When following a plant-based diet, it is vital to remember to include a source of protein with all meals and snacks. Beans, peas, lentils, chickpeas, peanuts, soya, seitan, tofu, tempeh and quinoa are all great options. Quinoa, tofu and tempeh contain all the essential amino acids which our bodies cannot make on their own, so must be obtained from the diet. Nuts and seeds, especially cashew nuts, pistachio nuts, pumpkin seeds, flaxseed, chia seeds and shelled hemp seeds are also great to include in the diet as they are higher in lysine, one of our essential building blocks of protein.
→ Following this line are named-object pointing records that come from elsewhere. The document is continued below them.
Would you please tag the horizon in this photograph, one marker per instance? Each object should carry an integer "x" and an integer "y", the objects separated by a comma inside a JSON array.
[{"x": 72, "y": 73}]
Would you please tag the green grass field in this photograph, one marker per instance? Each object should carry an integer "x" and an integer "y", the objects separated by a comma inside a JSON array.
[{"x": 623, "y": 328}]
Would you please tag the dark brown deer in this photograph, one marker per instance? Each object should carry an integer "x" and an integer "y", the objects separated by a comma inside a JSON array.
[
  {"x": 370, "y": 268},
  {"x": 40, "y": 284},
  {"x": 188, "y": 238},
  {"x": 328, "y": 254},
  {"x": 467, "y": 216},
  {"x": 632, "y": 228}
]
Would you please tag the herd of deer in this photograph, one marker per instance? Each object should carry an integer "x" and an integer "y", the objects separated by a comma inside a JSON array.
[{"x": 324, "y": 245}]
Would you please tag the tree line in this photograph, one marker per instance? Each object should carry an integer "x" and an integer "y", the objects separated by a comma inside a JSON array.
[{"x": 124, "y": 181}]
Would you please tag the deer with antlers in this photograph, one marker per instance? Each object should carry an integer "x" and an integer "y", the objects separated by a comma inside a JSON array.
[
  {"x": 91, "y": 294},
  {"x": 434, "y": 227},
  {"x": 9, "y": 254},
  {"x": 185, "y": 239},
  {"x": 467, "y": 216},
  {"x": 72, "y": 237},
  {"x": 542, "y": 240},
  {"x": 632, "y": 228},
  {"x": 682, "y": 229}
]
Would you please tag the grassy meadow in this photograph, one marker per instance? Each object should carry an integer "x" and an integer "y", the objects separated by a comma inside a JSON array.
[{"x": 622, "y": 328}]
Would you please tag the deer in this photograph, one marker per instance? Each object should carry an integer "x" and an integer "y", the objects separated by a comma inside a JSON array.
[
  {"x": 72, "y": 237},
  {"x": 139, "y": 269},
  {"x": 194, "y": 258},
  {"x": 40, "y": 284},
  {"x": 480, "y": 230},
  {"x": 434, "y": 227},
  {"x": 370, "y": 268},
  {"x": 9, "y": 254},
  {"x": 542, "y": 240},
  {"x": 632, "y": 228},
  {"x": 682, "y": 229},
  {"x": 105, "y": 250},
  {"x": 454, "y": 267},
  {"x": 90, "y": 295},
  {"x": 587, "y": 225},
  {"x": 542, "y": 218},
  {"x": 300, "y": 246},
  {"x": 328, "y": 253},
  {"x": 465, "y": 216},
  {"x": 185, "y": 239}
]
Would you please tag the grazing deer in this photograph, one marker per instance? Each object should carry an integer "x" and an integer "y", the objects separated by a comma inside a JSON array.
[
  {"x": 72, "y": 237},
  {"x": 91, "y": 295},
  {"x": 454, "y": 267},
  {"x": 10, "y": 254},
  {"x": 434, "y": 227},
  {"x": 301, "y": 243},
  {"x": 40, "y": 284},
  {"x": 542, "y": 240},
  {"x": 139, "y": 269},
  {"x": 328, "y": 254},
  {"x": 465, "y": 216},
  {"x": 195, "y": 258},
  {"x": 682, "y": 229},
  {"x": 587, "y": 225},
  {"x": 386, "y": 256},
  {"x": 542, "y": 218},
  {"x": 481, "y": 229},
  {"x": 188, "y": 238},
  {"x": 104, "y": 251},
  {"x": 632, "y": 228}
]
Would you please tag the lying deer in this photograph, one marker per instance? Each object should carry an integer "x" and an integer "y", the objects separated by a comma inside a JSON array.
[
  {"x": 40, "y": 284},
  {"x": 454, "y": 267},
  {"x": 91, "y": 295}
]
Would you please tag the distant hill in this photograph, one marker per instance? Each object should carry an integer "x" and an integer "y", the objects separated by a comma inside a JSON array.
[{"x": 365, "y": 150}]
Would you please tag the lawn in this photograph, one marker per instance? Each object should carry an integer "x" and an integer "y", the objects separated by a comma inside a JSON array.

When thinking about portion size, aim for 50g dried lentils (or 150g canned or cooked), 100g tofu and 30g nuts or nut butter.
Calcium rich foods
Calcium is a nutrient which may be left behind when ditching the dairy, however there are plenty of plant-based calcium rich and fortified foods available. We often panic when we hear the word fortified, without knowing why, and often for no reason. Try aiming for 2 portions of calcium rich or fortified foods daily such as 200ml plant-based milk with added calcium, 100g calcium set tofu, 150g plant-based yoghurt with added calcium and 1-2 tbsp sesame seeds. Some green vegetables such as kale, broccoli and cress are rich in calcium, along with dried figs, almonds and hazelnuts.
We are all recommended to supplement with vitamin D during the winter months in the UK to meet our daily requirements of 10mcg. Supplements are widely available; however, most are derived from sheep’s wool and are therefore not vegan. Be sure to find yourself a vegan vitamin D supplement (many supermarket own brands are vegan, just make sure to check the back of the packet!) to ensure you are not missing out on this vital nutrient.